En second lieu, je m'interroge sur la proportionnelle. Je crois savoir que, selon vous, le système majoritaire comporte certaines difficultés : le fait que 85 % des députés appartiennent à l'un des deux grands partis est problématique dès lors que l'on semble aller vers un tripartisme de fait. Sans être politiste, je sais bien qu'il n'existe pas véritablement de causalité en ces matières, que les corrélations mêmes sont douteuses, que les liens sont complexes entre les élections et la manière de gouverner, entre les coalitions électorales regroupant les partis et les coalitions de gouvernement, bref que le passage est délicat de la logique et de la science électorales aux conditions du gouvernement. Néanmoins, la proportionnelle en France ne créerait-elle pas des difficultés par son effet en aval ? Il me semble que le gouvernement par des coalitions pose dans notre pays un problème que l'accroissement de la proportionnelle, peut-être nécessaire par ailleurs, risque d'accuser. Les personnes présentes qui ont fait l'expérience de la gauche plurielle le savent, comme d'autres membres du groupe de travail aujourd'hui absents qui ont connu la première séquence du présent quinquennat : les coalitions de gouvernement ne fonctionnent pas très bien. C'est même le cas des coalitions d'opposition : le Front de gauche n'a rien d'un long fleuve tranquille. Or si l'on peut changer un mode de scrutin, il est plus difficile de modifier une culture politique et de gouvernement.

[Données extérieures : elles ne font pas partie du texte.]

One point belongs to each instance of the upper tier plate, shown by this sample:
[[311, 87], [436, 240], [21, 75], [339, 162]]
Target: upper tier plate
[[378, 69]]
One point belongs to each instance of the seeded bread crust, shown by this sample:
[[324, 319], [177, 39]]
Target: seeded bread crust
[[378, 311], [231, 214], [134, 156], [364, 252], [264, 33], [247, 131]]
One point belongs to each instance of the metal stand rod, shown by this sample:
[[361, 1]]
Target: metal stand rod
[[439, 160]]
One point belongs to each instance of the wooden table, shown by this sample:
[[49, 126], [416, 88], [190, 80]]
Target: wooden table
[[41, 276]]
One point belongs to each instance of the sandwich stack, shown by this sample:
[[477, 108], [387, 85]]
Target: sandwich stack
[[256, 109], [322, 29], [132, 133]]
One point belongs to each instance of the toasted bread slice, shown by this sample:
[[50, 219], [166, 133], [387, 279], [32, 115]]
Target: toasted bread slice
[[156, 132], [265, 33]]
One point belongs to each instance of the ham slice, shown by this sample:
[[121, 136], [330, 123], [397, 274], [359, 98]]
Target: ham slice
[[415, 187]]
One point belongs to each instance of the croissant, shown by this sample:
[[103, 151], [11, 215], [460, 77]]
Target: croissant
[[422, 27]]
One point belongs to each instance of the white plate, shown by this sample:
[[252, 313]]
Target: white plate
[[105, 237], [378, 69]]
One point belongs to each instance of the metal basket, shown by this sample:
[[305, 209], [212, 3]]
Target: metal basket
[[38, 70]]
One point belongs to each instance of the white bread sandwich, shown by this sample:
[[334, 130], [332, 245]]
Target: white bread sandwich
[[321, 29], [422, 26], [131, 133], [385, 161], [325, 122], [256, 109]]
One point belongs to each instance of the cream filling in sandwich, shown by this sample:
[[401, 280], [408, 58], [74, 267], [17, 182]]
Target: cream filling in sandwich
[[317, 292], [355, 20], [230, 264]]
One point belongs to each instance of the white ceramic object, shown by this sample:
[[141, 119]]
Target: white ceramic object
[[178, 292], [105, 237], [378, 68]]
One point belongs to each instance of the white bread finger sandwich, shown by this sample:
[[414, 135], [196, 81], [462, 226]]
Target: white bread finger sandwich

J'aimerais maintenant poser à M. Liegey trois questions notées à la volée et qui pourront de ce fait paraître abruptes – je m'en excuse par avance, car telle n'était pas mon intention.

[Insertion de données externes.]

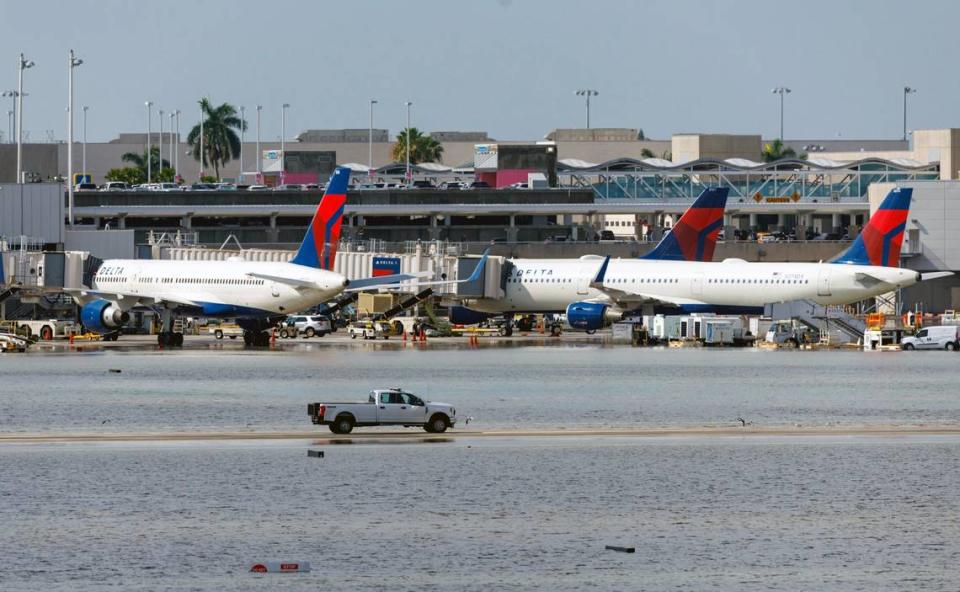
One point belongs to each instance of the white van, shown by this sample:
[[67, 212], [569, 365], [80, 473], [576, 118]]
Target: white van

Premièrement, comment les start-ups comme les vôtres sont-elles financées ? D'où les partis tirent-ils l'argent qui permet à ces sociétés de fonctionner efficacement, comme cela semble être le cas de la vôtre ?

Deuxièmement, si, de consultant électoral, vous deviez devenir une sorte d'Arthur Andersen, comme on disait autrefois, c'est-à-dire de conseiller en stratégie interne, que recommanderiez-vous aux partis quant à leur structure ? Autrement dit, leur suggéreriez-vous non seulement de modifier leur stratégie de porte-à-porte ou de tractage, mais, plus profondément, de changer de l'intérieur ? Y avez-vous réfléchi ?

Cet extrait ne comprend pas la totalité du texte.